Chapter 21. Teams and Tools

Karl Fogel

THIS CHAPTER IS RELEASED UNDER A CREATIVE COMMONS ATTRIBUTION 3.0 LICENSE (http://creativecommons.org/licenses/by/3.0/).

This chapter is about the transformative effect that good tools can have on a team's ability to collaborate.

Consider that for years the World Wide Web consisted mainly of static pages that required technical expertise to write, and that readers could not influence except by sending email to the appropriate webmaster@ address. Then, a few visionary souls started making software that would allow anyone with basic computer skills to cause text to appear on the Web, and other software to allow readers to comment on or even edit those pages themselves. Nothing about blogs or wikis was technically revolutionary; like the fax machine, they could have been invented years earlier, if only someone had thought of them. Yet once they appeared, they greatly increased people's ability to organize themselves into productive networks.
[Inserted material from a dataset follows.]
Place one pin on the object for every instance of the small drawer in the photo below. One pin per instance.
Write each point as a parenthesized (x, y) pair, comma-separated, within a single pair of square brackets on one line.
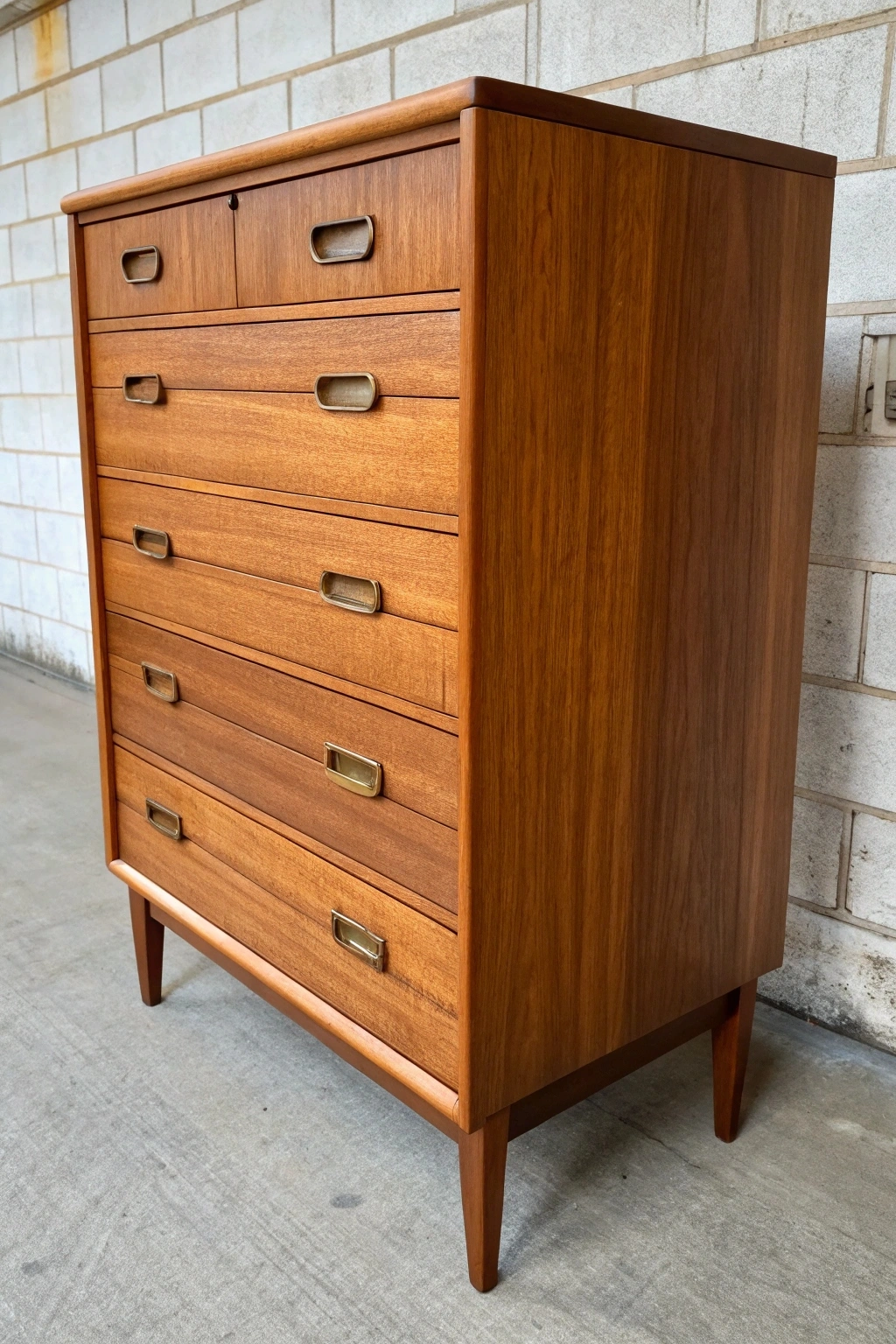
[(404, 659), (383, 228), (170, 261), (401, 844), (399, 570), (387, 967)]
This chapter tells three stories about how good tools (or the lack of them) made a difference to a team. The tools discussed here are much narrower in scope than blogs and wikis, but their specificity makes them well suited to teasing out some principles of collaboration tools. As my experience has mostly been with open source software projects, that's what I'll draw on, but the same principles are probably applicable to any collaborative endeavor.